那是一张比水仙花更加清艳的脸庞,偏偏是一个少年,叫人一见难忘。

这少年正是那日她在鸿胪寺宴会上有过一面之缘的成绶皇帝朱见济,虽然他只露出半张脸,但泠然还是一眼就认了出来。

一个皇帝怎么出现在大街上?而且坐着一辆毫不起眼的马车虽然影视剧动不动就拍皇帝微服私访,可其实这样的情形是非常少的,皇帝他一般根本出不了宫,尤其是傀儡皇帝。

泠然怔了好一会,才放下帘子冲秦子陵道:“跟上街对面拐角处那辆黑布盖的马车。”

待到东厂大约几百号番子过去之后,泠然的马车跟着成绶帝的那辆黑布马车,而皇帝那辆马车远远地跟着东厂缇骑过去的方向不徐不疾地行去。

不过又转过了一二里地,进入一条繁华长街,街口已经被锦衣卫把手住,成绶帝的马车也在距离街对面比较远的地方停了下来。

看来正太小皇帝明显是冲着今日要倒霉的某大臣来的。

泠然溜下了车,高南剑和叶南乡亦步亦趋地跟上。

叶南乡走到她身边压低声音道:“朝廷捉拿钦犯,只怕出什么乱子,请张姑娘速速跟我们回去。

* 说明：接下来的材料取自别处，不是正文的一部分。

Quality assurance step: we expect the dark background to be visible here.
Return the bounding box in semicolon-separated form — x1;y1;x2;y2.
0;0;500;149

”

泠然摆摆手,扫了高南剑一眼,他脸上那道鞭痕触目惊心,这时她顾不上考虑此人的性子奇怪,走到街边一个在忙着收摊的茶寮上,向里头神色惊慌的一对中年夫妇问道:“大叔大婶,这是要捉拿哪一位大人?怎么这么大的动静?”

那男人惊疑地看了她一眼,见她穿着太监服饰,也不敢得罪,道:“公公这是跟小的说笑话呢这条街大伙儿都叫“国舅坊”,街上有前锦衣卫指挥使杭昱杭大人的府邸,现今住的是当朝国舅爷杭敏杭大人……”

泠然有些糊涂,皇帝的母亲是已故肃孝杭皇后她是知道的,不过好像听说皇帝的母族在朝担任的官职非常低,不过是百户之类的,怎么楚留香还不放过他们么?

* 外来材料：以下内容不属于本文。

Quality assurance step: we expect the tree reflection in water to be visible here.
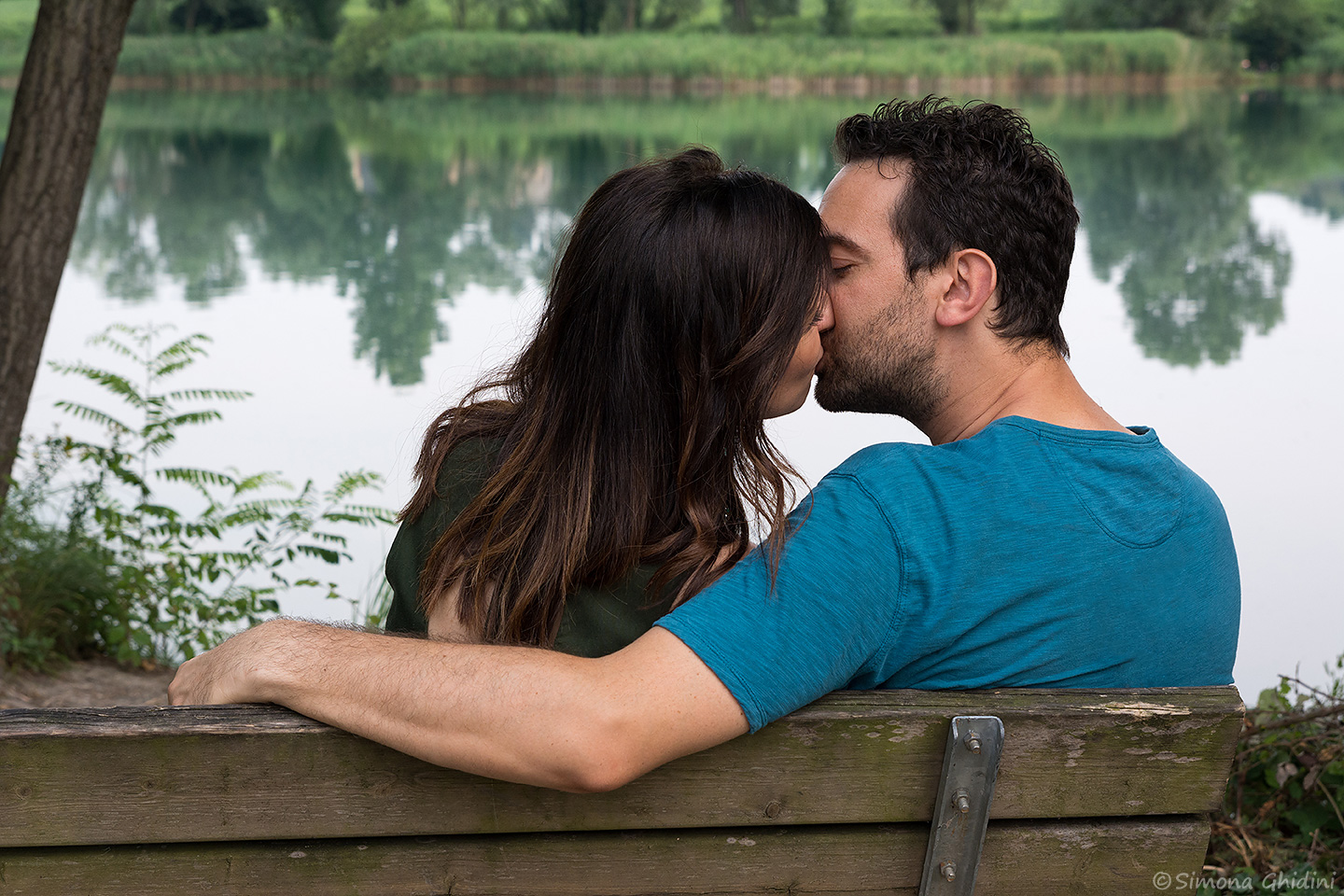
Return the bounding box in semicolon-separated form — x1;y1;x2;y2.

既是楚留香的命令,她也不敢出现跟东厂叫板,干脆站得更远了一些。

盯着那辆静静停在秋风里的黑布盖马车,泠然有些同情车上的少年。

作为一个皇帝,他却只能眼睁睁看着自己的母族被抄,心情想必非笔墨可以形容。

天色似乎配合着这幕剧的上演,阳光在重重云幕中消散殆尽,秋风打着旋儿吹得满街的纸屑碎布胡乱飞舞着。

街对面那辆马车的车帘也被卷了起来,露出里头阴暗处落寞的少年。

虽然只是那么一瞬间,看不清他的表情,不过泠然却忽然想起阔别了几个月的碧晴她们来,想起鸿胪寺宴会上碧晴看着少年皇帝的眼神

她现在要进宫见碧晴一面也不是难事,前段时间因着脚伤一直在府里养着,这些天跟楚玉蜜里调油,一时也没有顾及太多,回想起当初姐妹们要一起吃香的喝辣的保证,顿时觉得汗颜。

站了许久,百姓们见是有针对性的,也不那么害怕了,有许多人还挤到锦衣卫把守着的街口等着看热闹。

泠然不理叶南乡的劝阻,命陶春英留在车上,自己则一步步靠近那辆马车,不多时已站在车厢侧后方。

车里没有一点声息,赶车的也只有两个人,一个一看就是真正的太监,三十几岁光景,另一个汉子唇上留着短髭,脸色黝黑沉肃,隐隐带着几分威严,想是御林军里的等级不小的人物。

前头骚乱又起,泠然举目望去,见适才喧嚣了整条街过去抓人的东厂番役们押了百来号人浩浩荡荡地骑马出来。

为首的是一身材不高,长相颇为端正柔和的三十余岁男子,身上外衣已被剥掉,穿着亚麻白布的里衣,五花大绑着,一根比大拇指粗的麻绳自他开始栓了一长串的人。

他身后是从十二三岁到五六岁不等的三个男孩和几个女人,女人也都很年轻,头发俱都被扯乱了,一点钗环饰品也无,想是捉拿的时候被番子们粗暴地拔掉的。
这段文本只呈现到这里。